Chronic myeloid leukaemia

• Initial diagnosis February 2010 with presenting FBC showing Hb 146, WCC 84.5, ANC 50.7, platelets 417, blood film left shifted with typical appearance of chronic myeloid leukaemia
• BM biopsy 19/02/2010 consistent with CML in chronic phase
• Karyotype 46XY, t(9;22)(q34;q11)[20]
• Commenced on Imatinib tyrosine kinase inhibitor therapy
• Changed to Nilotinib late 2010 due to Imatinib intolerance
• Achieved complete molecular remission (CMR) December 2012
• Discontinued Nilotinib 2016 after approximately 4 years of CMR
• Rising PCR September 2016 so recommenced on Nilotinib 400 mg daily
• Regained CMR January 2017
• For ongoing Nilotinib 200 mg BD (patient choice and prior haematologist decision) and 3 monthly blood test disease monitoring

This man has presented with SOB / Cough and a CT scan showed pericardial / pleural fluid.
Cardiac biomarkers of BNP and Troponin were elevated.
ECHO = normal LVEF.
Cardiac catheterisation = moderate proximal LAD stenosis 50-60%.
RV myocardial biopsy = eosinophilic myocarditis NOS ?cause.
Cardiac MRI results awaited.
FBC shows slight neutrophilia. No PB eosinophilia.
The Nilotinib was withheld at presentation.
He is now improving and ready for discharge.
The cardiologists have implicated his Nilotinib as the cause for his eosinophilic myocarditis, presumably by exclusion.
The patient is unsure if he should continue on Nilotinib given what the cardiologists have told him.
I have read some of the TKI / Cardiac SE literature and can’t find any specific reference to Nilotinib and myocarditis.
Do you have any thoughts please on whether Nilotinib could be the culprit here?
Have you seen any myocarditis on Nilotinib?
He has been on the drug for many years with no problems or cardiac SE concerns.
He is presumed to still be in a CMR – updated Q-RT-PCR result awaited.
The LAD lesion will be managed with statin and medical therapy.
Would you consider a change of TKI?

I haven’t heard or read about eosinophilic myocarditis or any myocarditis associated with nilotinib, but it would be hard to exclude the relationship with any confidence. So, I would probably switch him to another TKI. The IHD would be another good reason to switch him – even at low dose I think nilotinib should be avoided in patients with established coronary disease. Imatinib probably isn’t a great choice if he wasn’t able to tolerate it initially. Dasatinib might also increase the risk of vascular episodes in this man so if I were to prescribe it I would probably use the modified dose of 50 mg daily. Given his excellent molecular response at present, he will likely maintain it on this dose of dasatinib. Bosutinib might be a better choice – not sure if it is available in NZ.

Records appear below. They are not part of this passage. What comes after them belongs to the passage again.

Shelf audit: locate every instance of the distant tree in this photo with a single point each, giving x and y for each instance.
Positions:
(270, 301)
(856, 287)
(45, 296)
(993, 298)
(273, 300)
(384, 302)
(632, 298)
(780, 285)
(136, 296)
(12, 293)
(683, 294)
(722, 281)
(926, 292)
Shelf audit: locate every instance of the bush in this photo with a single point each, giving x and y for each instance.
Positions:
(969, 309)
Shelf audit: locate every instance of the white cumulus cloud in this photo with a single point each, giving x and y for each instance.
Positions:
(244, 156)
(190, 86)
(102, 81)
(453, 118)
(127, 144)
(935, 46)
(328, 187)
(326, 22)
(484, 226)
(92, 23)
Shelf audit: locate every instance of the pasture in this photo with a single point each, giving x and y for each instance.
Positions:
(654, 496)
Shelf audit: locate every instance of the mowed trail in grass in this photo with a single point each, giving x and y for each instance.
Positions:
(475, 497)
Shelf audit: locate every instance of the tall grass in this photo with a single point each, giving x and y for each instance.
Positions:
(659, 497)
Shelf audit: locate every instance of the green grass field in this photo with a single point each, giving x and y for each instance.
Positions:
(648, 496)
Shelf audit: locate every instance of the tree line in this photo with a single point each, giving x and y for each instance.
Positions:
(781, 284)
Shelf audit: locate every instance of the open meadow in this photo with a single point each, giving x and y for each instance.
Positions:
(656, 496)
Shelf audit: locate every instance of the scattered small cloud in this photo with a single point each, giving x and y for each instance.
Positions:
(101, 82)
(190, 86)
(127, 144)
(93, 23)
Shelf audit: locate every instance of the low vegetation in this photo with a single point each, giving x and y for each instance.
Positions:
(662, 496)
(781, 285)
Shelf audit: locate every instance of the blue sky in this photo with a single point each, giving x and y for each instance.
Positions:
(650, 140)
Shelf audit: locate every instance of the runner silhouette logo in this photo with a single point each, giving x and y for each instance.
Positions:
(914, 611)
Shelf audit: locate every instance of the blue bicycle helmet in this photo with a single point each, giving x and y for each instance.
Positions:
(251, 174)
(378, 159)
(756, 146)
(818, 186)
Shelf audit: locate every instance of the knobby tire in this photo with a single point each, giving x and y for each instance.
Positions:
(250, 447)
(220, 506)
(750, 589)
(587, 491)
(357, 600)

The other consideration is a second attempt at TFR. He has been back in a DMR (MR4.5?) for over 3 years now so there is a prospect (~35%) he would achieve TFR on a second attempt. It looks like the duration of MMR after the first attempt is fairly predictive of the success rate with a second attempt – I can’t tell how long it was from your notes. If it was shorter than 6 months, you may want to wait another year or two before considering a second TFR attempt.

I think we tend to forget that our patients who do so well on TKI therapy, get other diseases. This is not an uncommon presentation of HES. Agree with Tim for safety sake, but think this individual if not already done, needs a new look for hypereosinophilia.